Accord Mortgages has overhauled its affordability assessment model, allowing it to lend up to 15% more to homebuyers — equivalent to an average increase of £37,000 per mortgage.
The change follows updated regulatory guidance that permits lenders to apply lower stress interest rates when determining whether borrowers can still afford their repayments if rates rise in the future. Stress rates are a key part of the mortgage application process, simulating a scenario in which interest rates increase to assess how resilient a borrower’s finances might be.
The intermediary-only lender said the revised affordability model will apply to all new lending and is expected to open up greater borrowing potential for more customers.
Jeremy Duncombe, managing director of Accord Mortgages, said: “Accord already offers market-leading innovation and flexibility to help borrowers overcome today’s affordability challenges, but we’re always looking for new ways of applying the common-sense approach we’re known for.

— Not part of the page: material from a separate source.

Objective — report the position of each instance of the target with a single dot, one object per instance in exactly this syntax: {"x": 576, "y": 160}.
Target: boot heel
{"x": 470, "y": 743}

“We really welcome the regulator’s latest guidance on aspects like the stress interest rates we have to apply to our mortgage decisions.
“We’ve been able to review our already-competitive affordability model in light of this, combined with changes in market and economic conditions, which means we can help even more people achieve their homeownership goals.”
The latest update is part of a broader series of measures introduced by Accord in recent months to support buyers navigating a still-challenging property market. These include a new cashback range for first-time buyers, with up to £6,250 available to help cover the rising costs of buying a home, including higher stamp duty charges.
The lender has also expanded eligibility for its £5k Deposit Mortgage, which now includes flat purchases. In addition, its Boost LTI (loan-to-income) product allows access to higher borrowing levels, subject to criteria.